Mr Goldstein is still furious about the harm done. “The Draconian banning orders were backed by neither science nor geography. What they did was plunge millions into penury and blight an industry that is a long way from recovering.
“It has never been a well-paid job, but travel always survived because people loved working in it. But not if hamstrung by traffic lights, PCRs and quarantine.”
Another senior travel industry figure, Paul Charles, was organising a media trip to Malta last May. The nation was at the time inexplicably omitted from the original “green list”, with short odds of being added at the first opportunity. He was confident that the first reappraisal, early in June, would seen the Mediterranean island and many other nations going green.
Na verdade, the opposite happened. Malta stayed amber and Portugal was moved to the amber list, triggering an airlift to bring Brits home before the deadline – and setting the stage for an endless summer of frequent and mystifying changes about where we could travel.
Today Paul Charles, who was later named PR Professional of the Year at the TravMedia Awards, is philosophical.
“I’ll be having a glass of delicious Portuguese rosé this evening to mark the fact it was the first country to reopen after our successful ‘Save Our Summer’ travel industry campaign, which called on the prime minister for a mid-May reopening," ele diz.
His press trip ended with all the participants obliged to self-isolate and take multiple tests for early release.
“Air routes and travel generally could have been kept wide open but with more Covid measures in place, such as mask-wearing on board flights,” says Mr Charles.
“The ban destroyed travel for a long period and led to many people sadly leaving the sector for jobs in other industries.”

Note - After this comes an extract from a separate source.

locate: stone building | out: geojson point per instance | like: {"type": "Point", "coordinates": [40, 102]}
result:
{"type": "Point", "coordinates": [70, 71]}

Paul Goldstein picks up the theme: “These decisions cost thousands of jobs, livelihoods and would never be tolerated again. Many have gone on to employment elsewhere and will not return.
“The restrictions that were imposed had a colossal impact on consumer confidence and dealt a hammer blow to our industry.
“Furlough will cost us and our children. But it did protect workers here, though not abroad, particularly in developing countries.”
Ms Bue-Said says lessons must be learnt. “We should never be in a position again where an entire ecosystem is shut down – leaving travellers unable to meet with friends and family, and what were once thriving businesses, left to pick up the pieces without any sector support.”
“It is imperative that governments the world over learn from the past to ensure the same mistakes are not ever made again.
“Even today some nations continue with ineffective ‘public health’ measures.”
Paul Charles believes a similar blanket ban on outbound international leisure travel from the UK is unthinkable: “We’re past the point of returning to the old days of complete closure.
“Governments realise they can’t afford to close their economies and can simply fall back on mask-wearing and testing measures if they have to instead.”
Paul Goldstein concurs: “These decisions cost thousands of jobs, livelihoods and would never be tolerated again.”
But he remains furious about the damage done to what was once the world’s greatest travel industry.
“The government should never be forgiven.”